Today I want to discuss a sort of privilege we ignore far too often: ableism. If you cannot tell from the name, it is privilege derived from not having to deal with any sort of infirmities. It is enjoying the advantages of not being in a wheel chair, from not having to cope with the challenges of developmental or learning disabilities, or of not having to deal with mental and emotional health issues.
I will not engage in Oppression Olympics or make the often specious claim that the disabled (regardless of their disability) are the last group that it is socially acceptable to demonize. For one, each oppressed group has its own challenges, some similar, some quite different, and quantifying them is at best silly. Second, it is far too obvious that despite talking the talk, mainstream media is still unwilling to walk the walk when it comes to acceptance of the privilege deprived. That said, there is a great deal of erasure and thoughtlessness across and within all privileged and disenfranchised groups.

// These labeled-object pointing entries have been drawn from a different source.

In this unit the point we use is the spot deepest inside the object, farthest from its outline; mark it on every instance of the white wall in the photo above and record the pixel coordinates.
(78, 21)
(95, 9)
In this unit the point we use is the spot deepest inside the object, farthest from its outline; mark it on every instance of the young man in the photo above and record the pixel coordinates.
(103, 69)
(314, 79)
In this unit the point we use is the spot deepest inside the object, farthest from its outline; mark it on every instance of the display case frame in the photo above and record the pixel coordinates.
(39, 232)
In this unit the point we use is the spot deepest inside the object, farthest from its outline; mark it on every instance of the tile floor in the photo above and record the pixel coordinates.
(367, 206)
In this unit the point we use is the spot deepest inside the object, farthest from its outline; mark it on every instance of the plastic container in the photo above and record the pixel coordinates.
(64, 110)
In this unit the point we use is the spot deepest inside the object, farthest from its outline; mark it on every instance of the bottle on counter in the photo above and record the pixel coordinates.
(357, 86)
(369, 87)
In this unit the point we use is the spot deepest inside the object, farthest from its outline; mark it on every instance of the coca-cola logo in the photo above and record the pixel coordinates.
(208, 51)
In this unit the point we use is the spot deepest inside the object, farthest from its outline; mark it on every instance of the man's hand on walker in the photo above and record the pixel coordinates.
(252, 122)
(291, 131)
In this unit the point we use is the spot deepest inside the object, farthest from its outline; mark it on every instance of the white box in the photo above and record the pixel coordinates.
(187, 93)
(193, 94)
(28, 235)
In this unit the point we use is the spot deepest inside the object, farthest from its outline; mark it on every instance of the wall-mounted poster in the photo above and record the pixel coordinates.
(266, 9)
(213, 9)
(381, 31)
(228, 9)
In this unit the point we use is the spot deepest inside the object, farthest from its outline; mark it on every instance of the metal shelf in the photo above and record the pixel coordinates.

The best many physically challenged folk can expect from abled folks is a sort of unintentionally malign pity: a self-absorbed “aren’t I nice for feeling bad for this person’s situation” sort of sentiment that objectifies the differently abled. The moment it comes to actually bettering their lives, through installing ramps, elevators, or generally making public amenities more accessible to them, the conversation often turns to matters of convenience or cost to those enjoying ableist privilege.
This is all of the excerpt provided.